While it is difficult to determine TNInvestco’s direct impact on the state’s entrepreneurial infrastructure, there is evidence of growth. The number of firms qualifying for tax exemptions as venture capital funds nearly doubled from 2009 to 2020 to more than 600, according to the Tennessee Department of Revenue. Tennessee’s venture capital assets under management more than doubled from 2009 to 2019, a growth rate that exceeded the national average during the same time period, according to a 2020 report from the National Venture Capital Association.
In 2009, Tennessee had an early startup survival rate of about 76 percent, and ranked 21st in the nation, according to research by the Ewing Marion Kauffman Foundation. In 2020, the rate was nearly 80 percent and it ranked 13th.
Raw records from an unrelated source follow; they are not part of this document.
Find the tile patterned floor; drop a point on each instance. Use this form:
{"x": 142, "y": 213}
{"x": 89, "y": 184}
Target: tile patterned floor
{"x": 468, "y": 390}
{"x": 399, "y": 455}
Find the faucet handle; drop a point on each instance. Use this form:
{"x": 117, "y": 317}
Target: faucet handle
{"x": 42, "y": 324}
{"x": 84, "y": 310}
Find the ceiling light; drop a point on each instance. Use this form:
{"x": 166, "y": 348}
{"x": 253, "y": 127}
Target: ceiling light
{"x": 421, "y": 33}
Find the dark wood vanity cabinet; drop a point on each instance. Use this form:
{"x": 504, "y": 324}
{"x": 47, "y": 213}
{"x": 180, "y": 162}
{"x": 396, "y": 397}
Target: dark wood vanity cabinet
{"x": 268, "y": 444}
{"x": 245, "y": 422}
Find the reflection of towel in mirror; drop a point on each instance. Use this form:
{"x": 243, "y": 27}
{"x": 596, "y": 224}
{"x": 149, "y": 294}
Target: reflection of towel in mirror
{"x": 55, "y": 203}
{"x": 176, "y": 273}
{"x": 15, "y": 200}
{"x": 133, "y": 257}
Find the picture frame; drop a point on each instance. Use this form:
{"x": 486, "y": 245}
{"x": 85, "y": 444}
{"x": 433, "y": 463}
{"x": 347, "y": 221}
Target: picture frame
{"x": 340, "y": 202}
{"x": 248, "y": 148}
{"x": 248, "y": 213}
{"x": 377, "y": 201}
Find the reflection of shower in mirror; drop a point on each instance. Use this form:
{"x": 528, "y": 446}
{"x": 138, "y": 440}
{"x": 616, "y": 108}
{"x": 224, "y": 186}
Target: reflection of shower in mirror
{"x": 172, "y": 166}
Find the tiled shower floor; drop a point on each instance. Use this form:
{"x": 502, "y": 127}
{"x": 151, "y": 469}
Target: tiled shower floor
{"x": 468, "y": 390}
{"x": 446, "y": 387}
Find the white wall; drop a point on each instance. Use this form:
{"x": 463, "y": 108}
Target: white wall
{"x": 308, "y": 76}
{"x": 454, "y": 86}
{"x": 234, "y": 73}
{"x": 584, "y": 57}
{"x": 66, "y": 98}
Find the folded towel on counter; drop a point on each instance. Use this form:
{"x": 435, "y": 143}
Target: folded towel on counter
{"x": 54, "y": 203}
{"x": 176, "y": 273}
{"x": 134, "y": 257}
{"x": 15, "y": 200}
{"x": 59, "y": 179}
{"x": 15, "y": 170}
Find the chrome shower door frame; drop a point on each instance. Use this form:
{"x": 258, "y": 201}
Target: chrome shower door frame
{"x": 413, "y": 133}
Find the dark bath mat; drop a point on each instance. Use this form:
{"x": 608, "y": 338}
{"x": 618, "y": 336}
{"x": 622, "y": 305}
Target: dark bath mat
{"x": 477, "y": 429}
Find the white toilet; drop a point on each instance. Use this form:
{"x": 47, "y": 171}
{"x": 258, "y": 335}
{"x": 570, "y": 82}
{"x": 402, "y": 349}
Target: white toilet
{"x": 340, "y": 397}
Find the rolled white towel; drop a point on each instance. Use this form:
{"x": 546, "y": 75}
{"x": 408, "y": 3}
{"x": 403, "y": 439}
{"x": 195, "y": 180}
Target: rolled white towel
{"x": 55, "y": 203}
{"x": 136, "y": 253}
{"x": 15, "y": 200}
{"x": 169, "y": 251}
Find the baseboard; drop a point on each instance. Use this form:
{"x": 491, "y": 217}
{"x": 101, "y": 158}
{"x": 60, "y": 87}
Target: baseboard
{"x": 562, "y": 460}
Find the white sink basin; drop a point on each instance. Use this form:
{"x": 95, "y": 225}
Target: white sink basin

At least a few of the TNInvestco portfolio groups have launched subsequent investment funds after they invested the state’s money. TriStar Health Partners raised more than $20 million for a second fund. Solidus, another TNInvestco portfolio, used the TNInvestco allocation to create Nashville startup accelerator Jumpstart Foundry. The program evolved into a private capital fund that has raised nine subsequent funds and invested in at least 128 healthcare companies, about a dozen of which are in Tennessee.
“People will criticize it, but it created Jumpstart,” Vic Gatto , who managed the Solidus TNInvestco portfolio, said of TNInvestco. “The people who put it in place did a decent job trying to set up a pretty creative structure.”
There have been other private and publicly-funded efforts across the state that also have likely contributed to boosting entrepreneurism across the state, but participants argue TNInvestco has been a significant catalyst. “TNInvestco played a role,” Farr said.
Investors fall short on returning capital to taxpayers
TNInvestco was pitched as having a neutral fiscal impact. Farr forecast that the program would break even through its investment returns, not counting tax revenue. Proceeds that exceeded the $200 million price tag, were designated for the state’s Rural Opportunity Fund, a point emphasized by Farr and TNInvestco sponsors when the program was approved to assure the benefits would be spread statewide.
“We all believe, even with very conservative projections, that this program will not only pay for itself, it will potentially pay dividends which we can use to support our rural economic development efforts,” Farr said in 2010.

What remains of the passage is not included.